Arvesta Troupe

Personal information
- Born: 5 June 2004 (age 22)

Sport
- Sport: Athletics
- Event: High jump

Achievements and titles
- Personal best(s): High jump: 2.27m (Eugene, 2025)

= Arvesta Troupe =

American high jumper (born 2004)

Arvesta Troupe (born 5 June 2004) is an American high jumper. He won the 2025 NCAA Outdoor Championships.

==Early life==
From Fulton, Mississippi, he attended Itawamba Agricultural High School before attending the University of Mississippi. He competed in basketball and only initially took part in track and field when he was a youngster to help with his basketball conditioning. In the high jump he cleared 1.93m without any prior training. During his senior year, Troupe became the Mississippi state champion in the high jump.

==Career==
Troupe finished third in the high jump at the SEC Championship in May 2024.

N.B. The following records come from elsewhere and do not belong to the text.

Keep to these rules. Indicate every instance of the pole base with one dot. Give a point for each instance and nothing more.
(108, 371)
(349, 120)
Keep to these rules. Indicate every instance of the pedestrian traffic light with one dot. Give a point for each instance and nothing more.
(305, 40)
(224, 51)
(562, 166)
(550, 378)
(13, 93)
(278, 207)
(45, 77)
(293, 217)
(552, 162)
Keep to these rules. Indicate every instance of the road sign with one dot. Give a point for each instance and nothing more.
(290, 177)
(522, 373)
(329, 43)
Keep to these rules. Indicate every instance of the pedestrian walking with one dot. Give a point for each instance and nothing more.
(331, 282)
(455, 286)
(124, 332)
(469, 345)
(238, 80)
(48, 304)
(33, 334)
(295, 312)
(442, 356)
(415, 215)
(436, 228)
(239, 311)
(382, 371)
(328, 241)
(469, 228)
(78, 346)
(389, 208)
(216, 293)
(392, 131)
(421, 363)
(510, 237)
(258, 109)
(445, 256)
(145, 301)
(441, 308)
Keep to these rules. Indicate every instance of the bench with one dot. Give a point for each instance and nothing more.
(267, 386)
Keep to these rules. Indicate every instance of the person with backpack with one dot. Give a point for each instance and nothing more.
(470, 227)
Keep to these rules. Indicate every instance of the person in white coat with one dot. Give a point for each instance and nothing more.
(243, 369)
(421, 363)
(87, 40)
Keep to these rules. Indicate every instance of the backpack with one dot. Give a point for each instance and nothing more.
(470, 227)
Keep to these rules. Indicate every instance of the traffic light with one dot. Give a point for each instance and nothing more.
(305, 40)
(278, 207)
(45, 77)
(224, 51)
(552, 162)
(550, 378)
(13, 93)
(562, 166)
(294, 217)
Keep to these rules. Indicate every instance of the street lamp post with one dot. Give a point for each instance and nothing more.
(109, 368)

In March 2025, he finished in third place in the high jump at the 2025 NCAA Indoor Championships in Virginia Beach with a height of 2.19 metres, competing for the Ole Miss Track and Field team.

He was runner-up in the high jump at the SEC Championships in Lexington, Kentucky in May 2025, after clearing a height of 2.26 metres. In June 2025, he won the 2025 NCAA Outdoor Championships high jump title in Eugene, Oregon with a personal best height of 2.27 metres.